Il rifugio di Monterosaro di Villa Minozzo, immerso in una coltre bianca, ospita questa settimana una scolaresca dell’Itis "Nobili" di Reggio Emilia e due loro insegnanti. I ventisette studenti sono stati accolti loro arrivo in Val d’Asta dall’alpinista Fabrizio Silvetti che ha impartito loro il battesimo della montagna: una lunga ciaspolata dal rifugio alla vetta della Cisa, con ridiscesa attraverso i boschi che costeggiano il rifugio Zamboni. Un itinerario semplice, ma sicuramente faticoso, vista anche la nevicata in corso. I ragazzi, pero, non si sono minimamente lamentati, forse perché contagiati dall’entusiasmo di un grande alpinista capace di dialogare ogni giorno con gli studenti, visto il suo impiego presso un Istituto tecnico superiore nel comune di Castelnovo ne' Monti.   
 
Il magnifico scenario del Cusna diventa ancora una volta palestra a cielo aperto. Prosegue, infatti, il programma di "Neve Natura 2012", progetto ideato dal Parco nazionale dell’Appennino tosco-emiliano e realizzato grazie alla collaborazione degli operatori turistici e alle grandi professionalità che l’Appennino sa forgiare e offrire.
 
"Ogni anno l’organizzazione di Neve Natura migliora e si rafforza – afferma Claudio Salsi, gestore del rifugio di Monteorsaro – Personalmente ritengo che questa sia un’esperienza importante che ci permette di lavorare in periodi in cui saremmo aperti solo il sabato e la domenica. Dare il nostro contributo ci rende particolarmente contenti, anche perché i ragazzi e gli insegnati, superato un momento di diffidenza iniziale, si divertono molto e quando è l’ora di andare a casa fanno fatica. L’abbiamo visto anche la settimana scorsa con gli studenti dell’Itis di Castelnovo ne’ Monti».
 
Neve Natura 2012, senta edizione del progetto, dimostra di poter centrare i suoi obiettivi: realizzare una scuola permanente di ambiente e di montagna nel Parco, in stretta collaborazione con gli istituti e gli studenti delle medie inferiori e superiori, e inoltre incentivare il turistico sostenibile capace di offrire un contatto diretto con la natura in territorio incontaminato, per la gran parte privo d’impianti e infrastrutture che necessariamente richiedono forti investimenti in termini economici e d’impatto ambientale.

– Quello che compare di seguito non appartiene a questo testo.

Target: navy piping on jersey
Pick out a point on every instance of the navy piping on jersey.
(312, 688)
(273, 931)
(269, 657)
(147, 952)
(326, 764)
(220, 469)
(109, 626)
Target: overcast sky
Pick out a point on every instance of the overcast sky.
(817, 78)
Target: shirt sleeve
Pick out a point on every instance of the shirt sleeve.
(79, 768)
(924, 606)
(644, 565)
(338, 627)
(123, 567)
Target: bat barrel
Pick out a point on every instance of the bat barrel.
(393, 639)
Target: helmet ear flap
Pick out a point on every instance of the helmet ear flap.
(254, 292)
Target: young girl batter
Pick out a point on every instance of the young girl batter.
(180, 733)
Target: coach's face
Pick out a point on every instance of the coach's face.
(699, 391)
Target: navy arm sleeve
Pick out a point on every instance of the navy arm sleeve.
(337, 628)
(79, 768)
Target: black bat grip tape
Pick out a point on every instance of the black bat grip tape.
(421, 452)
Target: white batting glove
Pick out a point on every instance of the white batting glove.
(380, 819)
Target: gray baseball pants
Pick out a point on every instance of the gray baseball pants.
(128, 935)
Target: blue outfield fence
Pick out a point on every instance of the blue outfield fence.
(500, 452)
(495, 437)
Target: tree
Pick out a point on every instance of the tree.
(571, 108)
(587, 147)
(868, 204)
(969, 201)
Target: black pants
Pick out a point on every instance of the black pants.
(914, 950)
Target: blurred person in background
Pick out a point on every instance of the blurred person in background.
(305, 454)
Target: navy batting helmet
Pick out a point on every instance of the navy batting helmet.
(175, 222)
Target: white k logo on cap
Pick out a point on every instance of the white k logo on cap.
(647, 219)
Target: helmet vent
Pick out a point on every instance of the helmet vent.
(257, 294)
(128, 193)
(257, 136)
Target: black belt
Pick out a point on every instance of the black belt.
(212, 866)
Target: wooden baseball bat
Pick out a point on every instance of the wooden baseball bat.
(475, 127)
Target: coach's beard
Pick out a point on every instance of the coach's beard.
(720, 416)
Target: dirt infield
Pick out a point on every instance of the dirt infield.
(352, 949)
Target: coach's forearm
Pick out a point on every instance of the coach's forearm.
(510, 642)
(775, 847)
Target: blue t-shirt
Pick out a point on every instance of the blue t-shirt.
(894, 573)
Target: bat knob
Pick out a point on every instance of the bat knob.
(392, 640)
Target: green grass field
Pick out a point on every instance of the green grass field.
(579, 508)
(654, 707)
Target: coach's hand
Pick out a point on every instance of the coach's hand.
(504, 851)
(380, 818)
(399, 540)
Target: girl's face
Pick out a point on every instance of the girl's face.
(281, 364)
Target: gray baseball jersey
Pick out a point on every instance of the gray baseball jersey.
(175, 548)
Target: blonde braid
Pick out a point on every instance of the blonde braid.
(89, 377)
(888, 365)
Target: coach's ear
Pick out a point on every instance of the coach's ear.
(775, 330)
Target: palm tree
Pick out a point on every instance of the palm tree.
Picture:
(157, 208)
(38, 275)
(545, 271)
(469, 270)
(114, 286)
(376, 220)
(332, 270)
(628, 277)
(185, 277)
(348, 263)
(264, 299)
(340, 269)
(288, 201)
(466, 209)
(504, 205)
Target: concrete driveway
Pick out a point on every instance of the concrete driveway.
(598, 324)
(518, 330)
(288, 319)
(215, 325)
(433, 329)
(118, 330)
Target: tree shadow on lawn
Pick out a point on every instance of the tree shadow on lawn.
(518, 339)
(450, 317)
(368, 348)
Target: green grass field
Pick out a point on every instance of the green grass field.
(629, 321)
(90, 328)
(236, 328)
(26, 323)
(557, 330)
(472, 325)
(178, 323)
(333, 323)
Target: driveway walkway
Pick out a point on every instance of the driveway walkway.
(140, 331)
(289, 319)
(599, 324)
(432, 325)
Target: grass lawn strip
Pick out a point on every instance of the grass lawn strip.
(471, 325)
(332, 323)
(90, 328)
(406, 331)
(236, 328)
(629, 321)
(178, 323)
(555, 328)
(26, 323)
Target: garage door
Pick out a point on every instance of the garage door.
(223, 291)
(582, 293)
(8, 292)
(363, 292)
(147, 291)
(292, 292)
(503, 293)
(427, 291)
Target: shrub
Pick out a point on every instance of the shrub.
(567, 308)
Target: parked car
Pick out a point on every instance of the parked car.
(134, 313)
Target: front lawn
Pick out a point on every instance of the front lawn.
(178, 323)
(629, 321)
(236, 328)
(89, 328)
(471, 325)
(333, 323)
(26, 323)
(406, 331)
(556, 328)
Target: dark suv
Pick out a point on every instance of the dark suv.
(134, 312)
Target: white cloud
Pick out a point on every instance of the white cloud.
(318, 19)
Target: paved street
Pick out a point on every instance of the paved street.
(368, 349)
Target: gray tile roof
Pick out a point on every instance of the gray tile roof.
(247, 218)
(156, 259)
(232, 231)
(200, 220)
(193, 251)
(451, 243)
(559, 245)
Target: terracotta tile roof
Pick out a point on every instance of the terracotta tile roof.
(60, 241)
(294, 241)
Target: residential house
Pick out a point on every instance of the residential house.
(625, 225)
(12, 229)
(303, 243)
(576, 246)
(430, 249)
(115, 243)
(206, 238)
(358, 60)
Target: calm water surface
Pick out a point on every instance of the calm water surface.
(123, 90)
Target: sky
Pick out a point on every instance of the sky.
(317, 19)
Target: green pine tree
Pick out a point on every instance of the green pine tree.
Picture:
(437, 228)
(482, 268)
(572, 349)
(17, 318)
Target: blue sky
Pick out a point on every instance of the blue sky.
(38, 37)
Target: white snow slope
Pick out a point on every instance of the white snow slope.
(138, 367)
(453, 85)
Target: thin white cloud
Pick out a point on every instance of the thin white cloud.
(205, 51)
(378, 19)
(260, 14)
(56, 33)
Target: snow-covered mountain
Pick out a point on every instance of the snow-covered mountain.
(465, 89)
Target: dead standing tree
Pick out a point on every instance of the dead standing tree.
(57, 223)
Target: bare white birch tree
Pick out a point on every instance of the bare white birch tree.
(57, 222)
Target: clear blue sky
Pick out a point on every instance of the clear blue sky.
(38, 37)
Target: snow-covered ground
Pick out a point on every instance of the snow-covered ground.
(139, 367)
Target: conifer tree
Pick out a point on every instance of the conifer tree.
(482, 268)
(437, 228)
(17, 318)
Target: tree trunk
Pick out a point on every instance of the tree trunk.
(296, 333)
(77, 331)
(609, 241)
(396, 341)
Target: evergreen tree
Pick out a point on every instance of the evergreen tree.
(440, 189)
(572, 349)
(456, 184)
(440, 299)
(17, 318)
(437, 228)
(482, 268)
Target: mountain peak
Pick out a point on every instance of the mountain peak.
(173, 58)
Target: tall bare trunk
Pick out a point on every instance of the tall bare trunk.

Nei prossimi giorni i ragazzi potranno cimentarsi nello sci di fondo e in diverse passeggiate, come la ciaspolata sui sentieri della Resistenza, seguita da un incontro con i protagonisti della storia in Appennino, e la passeggiata in notturna sulle tracce del lupo, con Mia Canestrini del progetto LIFE Extra. Le attività outdoor si alterneranno a momenti di confronto con esperti del territorio: il fotografo James Bragazzi; Willy Reggioni, ricercatore del Parco, che racconterà l'aquila reale (21 febbraio ore 21); Luca Artoni, naturalista del progetto Life Gypsum, che presenterà “Mammiferi con le ali”, le eccellenze faunistiche legate all’area dei gessi triassici (22 febbraio ore 21); mentre giovedì sera vanno in scena le emozioni grazie alla proiezione del documentario di Mara Redeghieri, ‘Al Cusna, le radici del canto, la memoria del cuore’ a cui seguirà la festa di carnevale.